El pasado 24 de octubre dos intrépidos activistas de VIVIENDAS PARA LOS SIN TECHO viajaron a Ecuador para desarrollar una actividad profesional de forma voluntaria. Iñigo nos cuenta cuales son sus primeras impresiones:
“En
Guayaquil no hay forma de tomar un bus sin que a uno le anden jodiendo el
viaje”, dice en tono guasón la coordinadora local de los voluntarios. Hemos
aterrizado en el país hace apenas una semana, y nos está echando un cable con
los tramites del visado. Y así es… si no se te sube un predicador a sermonearte
sobre Dios, es un vendedor que te restriega la mercancía por la cara. Si tienes
la suerte de poder sentarte y no vas apretujado como en una lata de sardinas,
resulta que el autobús es como una discoteca ambulante que avanza dando botes
por los agujeros de una carretera sin asfaltar”. En cuanto nos bajamos del bus,
(a veces casi hay que saltar en marcha mientras el conductor te grita “¡baje,
baje!”), bromeamos sobre el tema, porque todos compartimos esa mezcla de
resignación y encantamiento que brota naturalmente en esta cultura no arrasada
por el tsunami que occidente llama “desarrollo”, sino por el otro tsunami, el
del polvo y la pobreza compartida por la mayor parte de la población.
Se
me ha pedido que escriba una entrada para este blog explicando nuestra reciente
llegada a Guayaquil, y hay tanto que contar, y parece tan complejo explicar lo
que estamos viviendo, no ya a un lector europeo imaginario, sino incluso a
nosotros mismos, dar algún orden a todo lo que cotidianamente nos entra por los
ojos, que he decidido comentar tan solo algunas de las preocupaciones que
comparten al atardecer los voluntarios internacionales de la entrada de la 8,
que así se llama el peregrino barrio que habitamos.
Somos
once en la casa, más mujeres que hombres, de edades comprendidas entre los 19 y
los 40 años.
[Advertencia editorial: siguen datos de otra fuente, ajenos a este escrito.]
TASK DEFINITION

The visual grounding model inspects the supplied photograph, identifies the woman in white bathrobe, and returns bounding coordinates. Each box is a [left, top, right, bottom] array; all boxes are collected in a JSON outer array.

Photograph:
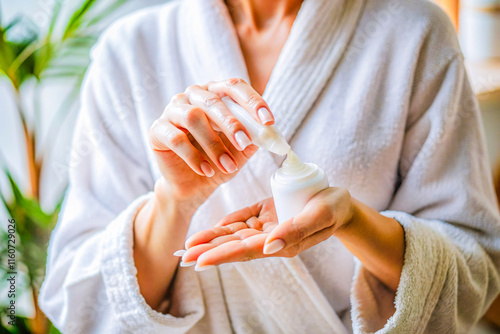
[[39, 0, 500, 332]]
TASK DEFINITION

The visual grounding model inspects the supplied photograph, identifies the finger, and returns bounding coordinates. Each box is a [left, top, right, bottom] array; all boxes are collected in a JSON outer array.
[[219, 132, 259, 168], [184, 228, 262, 263], [215, 197, 277, 228], [207, 78, 275, 125], [215, 203, 264, 227], [196, 234, 269, 266], [194, 227, 333, 268], [282, 225, 335, 256], [171, 90, 219, 133], [181, 243, 218, 265], [262, 221, 279, 233], [185, 85, 253, 151], [234, 228, 263, 239], [244, 216, 263, 230], [255, 198, 279, 224], [150, 119, 211, 176], [166, 103, 238, 174], [185, 222, 248, 249], [264, 190, 335, 252], [169, 93, 189, 105]]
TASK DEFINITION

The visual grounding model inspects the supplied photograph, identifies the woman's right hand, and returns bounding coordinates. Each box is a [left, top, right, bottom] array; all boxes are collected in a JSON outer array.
[[150, 78, 275, 206], [134, 79, 275, 310]]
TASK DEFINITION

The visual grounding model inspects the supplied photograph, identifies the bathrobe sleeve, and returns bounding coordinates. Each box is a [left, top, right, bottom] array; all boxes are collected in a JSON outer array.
[[38, 25, 205, 334], [350, 52, 500, 332]]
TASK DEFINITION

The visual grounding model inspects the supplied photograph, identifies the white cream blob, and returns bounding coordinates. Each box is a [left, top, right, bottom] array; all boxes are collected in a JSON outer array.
[[274, 149, 322, 184]]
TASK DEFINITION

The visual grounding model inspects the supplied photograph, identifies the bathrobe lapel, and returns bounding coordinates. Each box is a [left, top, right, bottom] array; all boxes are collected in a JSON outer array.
[[185, 0, 364, 136], [261, 0, 364, 141]]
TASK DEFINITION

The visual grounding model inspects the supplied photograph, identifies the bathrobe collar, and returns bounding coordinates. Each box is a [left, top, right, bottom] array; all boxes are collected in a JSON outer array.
[[181, 0, 364, 142]]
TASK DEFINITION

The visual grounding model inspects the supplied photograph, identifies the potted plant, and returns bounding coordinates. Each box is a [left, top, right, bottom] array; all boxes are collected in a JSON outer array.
[[0, 1, 128, 332]]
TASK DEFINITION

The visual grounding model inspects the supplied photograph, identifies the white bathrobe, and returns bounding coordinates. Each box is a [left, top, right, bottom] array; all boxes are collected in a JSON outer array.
[[39, 0, 500, 333]]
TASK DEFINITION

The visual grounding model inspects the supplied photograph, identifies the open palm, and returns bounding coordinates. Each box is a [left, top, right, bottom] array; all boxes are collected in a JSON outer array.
[[179, 188, 354, 270], [182, 197, 285, 267]]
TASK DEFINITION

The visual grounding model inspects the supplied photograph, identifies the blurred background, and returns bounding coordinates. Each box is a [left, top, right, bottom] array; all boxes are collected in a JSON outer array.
[[0, 0, 499, 333]]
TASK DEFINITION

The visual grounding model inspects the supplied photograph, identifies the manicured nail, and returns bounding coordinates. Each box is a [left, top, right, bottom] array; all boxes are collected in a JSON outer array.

Convivimos dos mujeres chilenas, dos colombianas, un joven alemán,
dos españoles, y los franceses, que son mayoría.
J es
una joven psicóloga colombiana. Está trabajando en la casa de acogida para
mujeres víctimas de violencia de género, involucrada hasta el tuétano en facilitarles
una visión de las cosas que no resulte una trampa tan pesada y dañina. Pero no
es fácil, se lamenta, porque hay tantas mujeres que el programa prevé una
duración máxima de cuatro meses para cada una. Apenas empiezan a mirarse con
algo de perspectiva, entran en crisis y han de abandonar la casa. Los tiempos
no ayudan y, desde luego, el entorno tampoco.
M es
francesa y está ayudando a desarrollar filtros de cerámica para purificar el
agua. A la vista parecen macetas, pero la cerámica se ha cocido con una
cantidad de serrín que, tras quemarse en el horno, deja cierta porosidad por la
que cada hora se filtran hasta dos litros de agua. En este momento están
ajustando toda una serie de cuestiones técnicas.
R es
español, sociólogo, y va a retomar el trabajo de su predecesor, que regresaba a
España el mismo día que él llego. Trabajará en gestión del conocimiento,
ajustando los indicadores cuantitativos y cualitativos que requiere la
dirección para el mejor aprovechamiento de los escasos recursos.
S es
francesa. Acaba de llegar, como nosotros. Le han asignado la labor de coordinar
equipos de estudiantes ecuatorianos. Se quiere que participen en el armado de
las pequeñas casas de caña, que la organización produce a razón de cincuenta
por día, para su instalación en los sectores más pobres de la ciudad. Siente
deseo de entrar en un contacto más profundo con “el campo”, es decir, de
compartir con la gente de a pie.
Al
llegar a casa después de la jornada de trabajo, hablamos de nuestras cosas, a
veces con entusiasmo, a veces con la sombra de la duda. Gracias a Dios no
teorizamos. Anoche llovió por primera vez desde que llegamos. En Guayaquil la
tormenta golpea con estruendo los tejados de zinc.